Walter did not know what to answer to all this, especially to the part about locks. A good, stout bolt seemed to him a sensible and not an unfriendly precaution. “And lead us not into temptation,” he was minded to quote, but it was too soon to begin that ambiguous sort of exchange.

At that moment Walter’s employer appeared across the boulevard, at the curb, trying to flag a taxi by waving his briefcase. None stopped, and he moved away, perhaps to a bus stop. Walter wondered where he was going, then remembered that he didn’t care.

“I hate him,” he told Aymeric. “I
hate
him. I dream he is in danger. A patrol car drives up and the execution squad takes him away. I dream he is drinking coffee after dinner and far off in the night you can hear the patrol car, coming to get him.”

Aymeric wondered what bound Walter to that particular dealer. There were other employers in Paris, just as dedicated to art.

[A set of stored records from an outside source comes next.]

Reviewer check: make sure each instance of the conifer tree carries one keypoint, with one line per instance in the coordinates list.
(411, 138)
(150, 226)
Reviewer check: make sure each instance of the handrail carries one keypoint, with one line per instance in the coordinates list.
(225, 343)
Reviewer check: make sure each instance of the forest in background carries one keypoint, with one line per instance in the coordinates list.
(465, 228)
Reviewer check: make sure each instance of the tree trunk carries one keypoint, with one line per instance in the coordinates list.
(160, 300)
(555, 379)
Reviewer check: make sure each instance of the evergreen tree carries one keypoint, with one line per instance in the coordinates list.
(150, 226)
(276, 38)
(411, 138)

“I hate art, too,” said Walter. “Oh, I don’t mean that I hate what you do. That, at least, has some meaning – it lets people see how they imagine they live.”

Aymeric’s tongue rested on his lower lip as he considered this. Walter explained that he had to spend another eleven years working for Trout Face if he was to get the full benefit of a twenty-year pension fund. In eleven years, he would be forty-six. He hoped there was still enjoyment to be had at that age.

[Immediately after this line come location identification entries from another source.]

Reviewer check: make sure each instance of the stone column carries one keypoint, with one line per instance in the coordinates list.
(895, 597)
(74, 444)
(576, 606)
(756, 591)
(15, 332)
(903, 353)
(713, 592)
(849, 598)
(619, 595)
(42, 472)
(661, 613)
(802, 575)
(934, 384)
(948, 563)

“When you are drawing retirement pay, I’ll be working for a living,” Aymeric said. He let his strong, elderly hands rest on the table – evidence, of a kind.

“At first, when I thought I could pull my funds out at any time, I used to give notice,” Walter went on. “When I stopped giving notice, he turned mean. I dreamed last night that there was a bomb under the floor of the gallery. He nearly blew himself up digging it out. He was saved. He is always saved. He escapes, or the thing doesn’t explode, or the chief of the execution squad changes his mind.”

“Robert has a book about dreams,” said Aymeric. “He can look it up. I want him to meet you.”

About four weeks after this, Walter moved into two rooms, kitchen, and bathroom standing empty between Robert’s quarters and his mother’s. It was Robert who looked after the practical side of the household and to whom Walter paid a surprisingly hefty rent; but he was on a direct Métro line, and within reach of friendship, and, for the first time since he had left Bern to work in Paris, he felt close to France.

That spring Robert’s mother had grown old. She could not always remember where she was, or the age of her two children. At night she roamed about, turning on lights, opening bedroom doors. (Walter, who felt no responsibility toward her, kept his locked.) She picked up curios and trinkets and left them anywhere. Once a month Robert and Aymeric traded back paperweights and snuffboxes.

One night she entered her son’s bedroom at two in the morning, pulled open a drawer, and began throwing his shirts on the floor. She was packing to send him on a summer holiday. Halfway through (her son pretended to be asleep), she turned her mind to Aymeric. Aymeric woke up a few minutes later to find his aunt in bed beside him, with her finger in her mouth. He got up and spent the rest of the night in an armchair.